Mathematical Modeling on the Growth of Staphylococcus aureus in Sandwich
Tian Ding,Young-Hwan Shim,Na-Jung Choi,하상도,황인균,오덕환,Myung-Sub Chung 한국식품과학회 2010 Food Science and Biotechnology Vol.19 No.3
The growth of Staphylococcus aureus in sandwich fillings at different incubation temperatures was tested. These growth data were fitted into the Gompertz model, Logistic model, and Baranyi model in order to compare the goodness-of-fit of the 3 primary models using several factors such as coefficient of determination (R2), the standard deviation (Sy.x), and the Akaike’s information criterion (AIC).
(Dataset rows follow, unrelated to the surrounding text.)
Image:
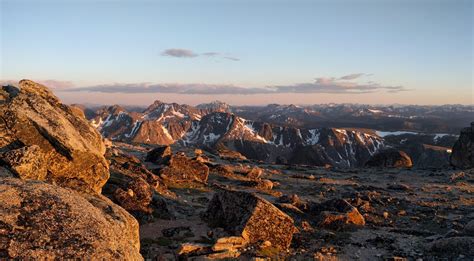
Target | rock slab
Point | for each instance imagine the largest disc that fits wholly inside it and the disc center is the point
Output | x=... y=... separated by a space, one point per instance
x=251 y=217
x=43 y=139
x=40 y=221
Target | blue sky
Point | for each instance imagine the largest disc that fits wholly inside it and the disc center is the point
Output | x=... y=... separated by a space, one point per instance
x=415 y=51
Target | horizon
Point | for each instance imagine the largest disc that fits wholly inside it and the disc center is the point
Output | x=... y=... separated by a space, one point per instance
x=243 y=53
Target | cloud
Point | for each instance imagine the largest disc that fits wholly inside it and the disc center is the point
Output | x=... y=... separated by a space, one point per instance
x=211 y=54
x=352 y=76
x=320 y=85
x=179 y=53
x=231 y=58
x=53 y=84
x=186 y=53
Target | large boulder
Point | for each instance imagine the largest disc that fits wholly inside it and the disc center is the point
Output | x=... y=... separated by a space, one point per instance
x=43 y=139
x=183 y=169
x=390 y=158
x=40 y=221
x=462 y=155
x=251 y=217
x=159 y=155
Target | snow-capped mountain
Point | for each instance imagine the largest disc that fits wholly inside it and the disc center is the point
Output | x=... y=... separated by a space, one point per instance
x=277 y=133
x=262 y=141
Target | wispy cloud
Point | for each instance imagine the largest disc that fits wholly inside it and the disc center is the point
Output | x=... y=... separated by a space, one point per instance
x=352 y=76
x=320 y=85
x=179 y=53
x=231 y=58
x=187 y=53
x=210 y=54
x=53 y=84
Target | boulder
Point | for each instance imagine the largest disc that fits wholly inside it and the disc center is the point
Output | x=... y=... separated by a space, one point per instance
x=41 y=221
x=137 y=196
x=462 y=155
x=182 y=169
x=159 y=155
x=246 y=215
x=43 y=139
x=390 y=158
x=254 y=173
x=337 y=214
x=453 y=246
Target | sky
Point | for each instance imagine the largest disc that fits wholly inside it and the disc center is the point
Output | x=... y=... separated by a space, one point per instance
x=251 y=52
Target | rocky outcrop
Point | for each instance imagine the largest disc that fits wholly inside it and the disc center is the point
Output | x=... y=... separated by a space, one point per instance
x=182 y=169
x=251 y=217
x=390 y=158
x=159 y=155
x=463 y=150
x=40 y=221
x=337 y=214
x=137 y=196
x=43 y=139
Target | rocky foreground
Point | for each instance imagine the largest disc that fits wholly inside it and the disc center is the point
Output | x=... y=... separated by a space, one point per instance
x=246 y=209
x=67 y=194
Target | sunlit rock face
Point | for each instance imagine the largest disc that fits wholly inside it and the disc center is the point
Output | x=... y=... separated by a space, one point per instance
x=43 y=139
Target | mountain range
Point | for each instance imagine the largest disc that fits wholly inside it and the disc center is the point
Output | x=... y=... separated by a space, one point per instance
x=284 y=133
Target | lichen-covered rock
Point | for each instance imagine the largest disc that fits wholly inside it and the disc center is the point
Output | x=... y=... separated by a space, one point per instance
x=182 y=169
x=390 y=158
x=41 y=138
x=251 y=217
x=39 y=221
x=159 y=155
x=137 y=196
x=462 y=155
x=254 y=173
The Gompertz model showed the best statistical fit. Hence, growth parameters such as specific growth rate (SGR) and lag time (LT) obtained from the Gompertz model were used to construct the secondary models. Further, developed models were evaluated by bias factor (Bf) and accuracy factor (Af). For the SGR, the Bf value was 0.993 and Af value was 1.156 which indicated conservative predictions. While for LT, a clear deviation was observed between predictions and observations (Bf=0.635and Af=1.592). The results, however, were also considered acceptable after comparing with previous publications.